Streptococcal infections are one of the most common causes of bacterial infections in infants and children aged between 5 to 15 years. Group-A streptococci are the most common cause of acute pharyngitis.

This study was designed to evaluate the occurrence of carrier-states in streptococcal infections in school children of eastern Tehran from 1993 to 1994. Using sterile swabs, samples were obtained and cultured from the tonsils and pharynx. Out of the 747 cases evaluated (387 boys and 360 girls), 59.2% and 40.8% were elementary and middle school children, respectively. Also, it was seen that 88.5% (n=661) were positive for alpha-hemolytic streptococci, 7.4% (n=55) for non group-A streptococci, 2.7% (n=20) for beta-hemolytic group-A-streptococci and 1.4% (n=11) for staphylococci. Overall, 75 cases were positive for carrier-state group-A and non-A beta-hemolytic streptococci.

Author: M H. Soltanzadeh
Source: Teb & Tazkieh. 1999; 34: 46.


MULTIPLE ORGAN DYSFUNCTION SYNDROME AFTER SEPTIC SHOCK IN THE PEDIATRIC INTENSIVE CARE UNIT AT THE CHILDREN’S MEDICAL CENTER, TEHRAN

Multiple organ dysfunction syndrome (MODS) has been recognized as a clinical entity only in the past twenty years, primarily as a result of advances in technology, medical information and scientific research. This syndrome can occur after severe sepsis (septic shock), surgery, trauma and ischemia. Multiple organ failure (MOF) is the end stage of MODS in critically ill patients. Many systems such as the pulmonary, gastrointestinal, hepatic, renal and cardiovascular systems may be involved in this syndrome. When two or more organs are involved, the survival rate becomes progressively lower.

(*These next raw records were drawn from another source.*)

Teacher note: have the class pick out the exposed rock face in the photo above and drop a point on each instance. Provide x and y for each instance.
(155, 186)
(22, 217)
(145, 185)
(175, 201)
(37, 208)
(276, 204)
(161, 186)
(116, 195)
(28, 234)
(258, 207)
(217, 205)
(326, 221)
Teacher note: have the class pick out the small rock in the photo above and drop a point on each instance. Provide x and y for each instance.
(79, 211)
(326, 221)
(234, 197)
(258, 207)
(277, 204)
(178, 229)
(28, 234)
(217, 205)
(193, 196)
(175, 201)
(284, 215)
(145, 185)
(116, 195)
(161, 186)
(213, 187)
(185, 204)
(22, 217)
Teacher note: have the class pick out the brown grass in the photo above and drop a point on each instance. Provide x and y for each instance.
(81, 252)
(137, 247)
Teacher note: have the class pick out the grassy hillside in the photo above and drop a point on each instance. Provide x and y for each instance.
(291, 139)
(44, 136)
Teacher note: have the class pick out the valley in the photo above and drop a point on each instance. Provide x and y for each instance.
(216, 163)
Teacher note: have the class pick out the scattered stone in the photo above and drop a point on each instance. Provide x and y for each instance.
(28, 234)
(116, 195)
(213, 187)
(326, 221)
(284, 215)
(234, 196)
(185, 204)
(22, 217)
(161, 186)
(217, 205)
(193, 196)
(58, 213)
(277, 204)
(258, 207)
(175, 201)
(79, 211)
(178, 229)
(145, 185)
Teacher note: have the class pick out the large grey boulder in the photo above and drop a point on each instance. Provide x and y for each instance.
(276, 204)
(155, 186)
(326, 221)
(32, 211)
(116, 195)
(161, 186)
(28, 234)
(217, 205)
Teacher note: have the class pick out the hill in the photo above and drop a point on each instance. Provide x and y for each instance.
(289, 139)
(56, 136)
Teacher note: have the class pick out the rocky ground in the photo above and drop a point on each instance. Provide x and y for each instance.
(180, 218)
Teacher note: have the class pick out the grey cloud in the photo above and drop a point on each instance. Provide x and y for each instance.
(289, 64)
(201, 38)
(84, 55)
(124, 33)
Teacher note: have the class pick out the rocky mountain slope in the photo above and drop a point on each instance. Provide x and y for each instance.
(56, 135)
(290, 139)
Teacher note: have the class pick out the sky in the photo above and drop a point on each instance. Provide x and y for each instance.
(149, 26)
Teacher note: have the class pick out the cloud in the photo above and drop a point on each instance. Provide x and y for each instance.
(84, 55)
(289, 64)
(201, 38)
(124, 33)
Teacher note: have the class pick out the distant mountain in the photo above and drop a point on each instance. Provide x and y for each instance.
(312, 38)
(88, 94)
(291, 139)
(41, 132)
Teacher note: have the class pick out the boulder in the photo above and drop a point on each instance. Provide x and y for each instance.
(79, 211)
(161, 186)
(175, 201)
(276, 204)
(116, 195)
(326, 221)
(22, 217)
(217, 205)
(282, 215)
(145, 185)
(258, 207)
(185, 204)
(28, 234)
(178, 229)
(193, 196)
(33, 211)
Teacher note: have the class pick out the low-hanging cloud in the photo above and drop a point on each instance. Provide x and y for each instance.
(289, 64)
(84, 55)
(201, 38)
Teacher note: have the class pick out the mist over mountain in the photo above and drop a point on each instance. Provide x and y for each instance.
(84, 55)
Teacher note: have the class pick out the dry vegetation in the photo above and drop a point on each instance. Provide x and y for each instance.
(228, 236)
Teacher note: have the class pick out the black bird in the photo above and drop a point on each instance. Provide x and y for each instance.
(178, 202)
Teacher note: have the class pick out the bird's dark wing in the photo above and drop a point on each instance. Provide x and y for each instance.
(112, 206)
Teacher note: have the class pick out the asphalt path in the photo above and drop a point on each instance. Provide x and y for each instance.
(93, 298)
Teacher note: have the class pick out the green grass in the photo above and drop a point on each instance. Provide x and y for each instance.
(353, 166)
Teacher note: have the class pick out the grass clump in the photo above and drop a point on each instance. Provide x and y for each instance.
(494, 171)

MOF is one of the main causes of death in patients admitted to intensive care units (ICUs). In recent years because of advanced life support, the morbidity and mortality due to this syndrome has diminished. MODS has generally been associated with severe sepsis/septic shock. Because of the importance of this issue, a study was conducted for a period of 3 years in the Pediatric Intensive Care Unit (PICU) of the Children’s Medical Center. A total of 2,260 patients were admitted during these years, out of which 86 had the criteria of septic shock. All had developed MODS which revealed 94% pulmonary, 90% renal, 74% hepatic and 83% hematologic and 95% cardiac involvement. According to sex, there was no difference in organ involvement.

The age of these patients ranged from 1 month to 10 years with a median age of 21 months. Hyponatremia, hypocalcemia and hyperglycemia were more prevalent in these patients. Only 16% of the blood cultures were positive. Unfortunately 84 patients (97%) expired. None of the two surviving patients had pulmonary involvement but due to the small number of these patients, it was not possible to conclude any relationship between organ involvement and the outcome of the patients.